Tall buildings conjested in CBD, Nairobi on March 07, 2024. [Stafford Ondego, Standard]

Nairobi has lost a chance to host a climate change hub after the Advisory Board changed the location to Geneva.

Earlier, the United Nations agencies had recommended Nairobi as the optimal location from a shortlist of other cities such as Addis Ababa, Bonn and Geneva.

The decision to change the location has raised concerns among African climate stakeholders who met in Lilongwe, Malawi, during the third African Regional Conference on Loss and Damage.

They have disagreed with the decision to have the Santiago Network on Loss and Damage hosted in Geneva despite a recommendation by UN agencies.

The agencies had proposed Nairobi, a relatively cheap location that also hosts other UN environmental bodies.

The stakeholders were meeting to develop strategies for accelerating access to loss and damage funds.

It was not clear why Geneva, which was ranked low in the analysis, was preferred.

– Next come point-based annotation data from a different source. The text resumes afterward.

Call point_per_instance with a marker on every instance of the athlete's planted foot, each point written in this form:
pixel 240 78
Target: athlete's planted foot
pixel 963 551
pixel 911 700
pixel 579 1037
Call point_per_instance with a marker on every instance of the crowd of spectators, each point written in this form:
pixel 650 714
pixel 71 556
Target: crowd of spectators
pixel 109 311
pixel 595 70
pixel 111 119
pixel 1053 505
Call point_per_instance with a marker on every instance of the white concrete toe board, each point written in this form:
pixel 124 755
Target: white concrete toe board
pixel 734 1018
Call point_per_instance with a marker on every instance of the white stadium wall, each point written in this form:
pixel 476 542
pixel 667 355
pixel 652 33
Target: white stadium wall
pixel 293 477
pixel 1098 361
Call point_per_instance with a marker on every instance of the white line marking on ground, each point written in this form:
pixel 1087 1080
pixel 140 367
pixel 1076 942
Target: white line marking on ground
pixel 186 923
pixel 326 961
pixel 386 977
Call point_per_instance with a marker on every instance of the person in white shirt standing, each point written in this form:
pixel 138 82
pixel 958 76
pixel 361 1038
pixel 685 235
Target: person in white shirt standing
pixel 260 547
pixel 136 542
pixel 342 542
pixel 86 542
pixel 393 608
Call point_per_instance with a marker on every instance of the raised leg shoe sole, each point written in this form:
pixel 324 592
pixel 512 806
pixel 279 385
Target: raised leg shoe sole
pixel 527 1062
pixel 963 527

"We are aggrieved that the hosting right for a platform that embodies the struggles of the communities at the frontline of the climate crisis, and whose location should symbolise the very palpable rationale of tackling Loss and Damage has once again been unjustly snatched from a third country through a clandestinely nefarious process of manipulation, carrot-dangling and intimidation," the leaders said during the conference.

The conference was hosted by the Pan-African Climate Justice Alliance, Civil Society Network on Climate Change and the government of Malawi, in partnership with other civil society groups.

Following the discontentment, the leaders called for the declaration of the Advisory Board Decision in Geneva as null and void while calling upon appointing authorities, especially those from Africa and other developing countries, to investigate the possibility of collusion and manipulation by industrialised countries.